From what I hear Weber kits offer pretty good value, even after shipping & exchange, with lots of customizing/upgrading options available. As I understand it, a few upgrades are generally required. Anyway, I've never built one but have owned a few (built by others) and was quite impressed. Check them out:

https://taweber.powweb.com/store/kits.htm

Steve


----------



## djfacile (Jul 31, 2009)

It's going to be my first tube amp build but I have some electronic building experience (pedals, stereo system, etc.).

Weber kits sound like a good option !


----------



## Ripper (Jul 1, 2006)

Weber kits make a good basis for experienced builders/modders who source alot of their own parts. the chassis and trannys are good, but they come with absolutely no instructions of the build etc.


----------



## Wild Bill (May 3, 2006)

djfacile said:


> Thanks Dave, I did look at trinity amps. They look amazing but I would like to find out if there's more stuff out there, like a MESA kit, maybe......

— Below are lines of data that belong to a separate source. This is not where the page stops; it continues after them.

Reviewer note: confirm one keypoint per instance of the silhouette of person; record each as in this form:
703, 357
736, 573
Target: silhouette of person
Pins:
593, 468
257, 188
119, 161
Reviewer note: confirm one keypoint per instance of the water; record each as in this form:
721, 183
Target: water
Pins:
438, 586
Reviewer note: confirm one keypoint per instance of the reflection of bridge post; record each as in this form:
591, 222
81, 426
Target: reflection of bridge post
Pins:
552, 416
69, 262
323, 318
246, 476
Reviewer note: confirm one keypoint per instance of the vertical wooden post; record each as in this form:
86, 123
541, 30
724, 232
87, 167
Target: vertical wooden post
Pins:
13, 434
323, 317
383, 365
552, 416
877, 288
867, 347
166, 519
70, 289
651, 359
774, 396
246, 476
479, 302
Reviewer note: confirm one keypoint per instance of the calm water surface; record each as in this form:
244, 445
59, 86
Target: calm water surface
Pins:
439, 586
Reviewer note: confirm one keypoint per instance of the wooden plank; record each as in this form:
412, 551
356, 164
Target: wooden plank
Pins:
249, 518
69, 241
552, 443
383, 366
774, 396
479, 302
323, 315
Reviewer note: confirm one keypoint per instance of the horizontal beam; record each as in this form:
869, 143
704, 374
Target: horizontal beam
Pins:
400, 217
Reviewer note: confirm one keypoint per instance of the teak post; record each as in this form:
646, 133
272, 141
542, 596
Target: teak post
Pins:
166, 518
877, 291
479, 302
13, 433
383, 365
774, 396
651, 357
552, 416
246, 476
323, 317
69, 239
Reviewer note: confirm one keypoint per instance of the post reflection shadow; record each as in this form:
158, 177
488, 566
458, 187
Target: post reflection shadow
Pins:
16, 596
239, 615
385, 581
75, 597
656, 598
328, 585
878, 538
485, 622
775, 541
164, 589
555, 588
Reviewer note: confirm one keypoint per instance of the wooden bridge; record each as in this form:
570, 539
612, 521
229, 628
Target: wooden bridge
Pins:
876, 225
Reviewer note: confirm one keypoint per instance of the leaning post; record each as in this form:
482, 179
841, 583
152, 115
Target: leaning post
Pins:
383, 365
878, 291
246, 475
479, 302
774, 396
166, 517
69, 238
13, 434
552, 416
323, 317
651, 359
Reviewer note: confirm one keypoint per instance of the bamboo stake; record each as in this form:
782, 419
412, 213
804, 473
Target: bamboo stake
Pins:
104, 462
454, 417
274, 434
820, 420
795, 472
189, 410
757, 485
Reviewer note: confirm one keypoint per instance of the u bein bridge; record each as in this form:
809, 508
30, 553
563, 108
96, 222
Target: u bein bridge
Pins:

Considering that Mesa's tend to have printed circuit boards crammed to the gills with parts by automated assembly machines, to the point where not only do some techs double their hourly rate because of the aggravation but some shops in the States actually refuse to work on them...!!!

I've been tempted many times to just refuse Boogies. If the problem gets complicated it's just not worth the high blood pressure. They are just a big PITA to work on!

And you're looking for a kit that a newbie can build?

It ain't gonna happen!

:food-smiley-004:


----------



## djfacile (Jul 31, 2009)

thanks guys, it's very helpfull.


----------



## Emohawk (Feb 3, 2006)

+1 on Bill's comments! I've build a bunch of amps and I wouldn't want to try a full-blown Boogie...maybe one of the simpler models, but something like a dual rec would be a nightmare. I can't imagine the horror of trying to get a hand-wired high-gain beast like that to run quiet.

With that said, I have been working on a scaled down version of a dual rec from the original schematic. Basically I'm thinking of a single channel based on the 2-channel's version's drive channel in vintage mode. Even with all the extraneous stuff hacked out it's STILL crazy!

Weber does have a few high-gain monstrosities available. The Heather model might be what you're looking for if you want something Boogie-ish. It's a very complex build though and I wouldn't recommend it for a first-timer.


----------



## Diablo (Dec 20, 2007)

Amps scare the hell out of me.

I imagine they're like an old crt monitor with the power supply and capacitors and stuff just waiting to launch a ton of juice at someone who makes 1 wrong move. Or is this all in my head?


----------



## keeperofthegood (Apr 30, 2008)

Diablo said:


> Amps scare the hell out of me.
> 
> I imagine they're like an old crt monitor with the power supply and capacitors and stuff just waiting to launch a ton of juice at someone who makes 1 wrong move. *Or is this all in my head?*


kqoct If you make a wrong move, it could be!


----------



## greco (Jul 15, 2007)

Diablo said:


> Amps scare the hell out of me.


*Me also !! *

I think that if you learn how to drain the caps, you can at least feel relaxed doing some work on an amp.

As far as checking voltages, etc while it is plugged in....I'm not sure I'll get to that point for a long time.

Cheers

Dave


----------



## keeperofthegood (Apr 30, 2008)

greco said:


> *Me also !! *
> 
> I think that if you learn how to drain the caps, you can at least feel relaxed doing some work on an amp.
> 
> ...


Well, drain your caps, know roughly what voltages to expect, use good strong alligator clip end leads, set up your measure point with the clips, and then power up and read. Moving my hand around a live circuit is not the way I go; partly from the times my hand has touched things and partly because my hands simply have a tremor shake.

Current readings are harder and involve cutting leads and inserting the meter in the pathway. However, it is another "set up first, power up last" thing again.


----------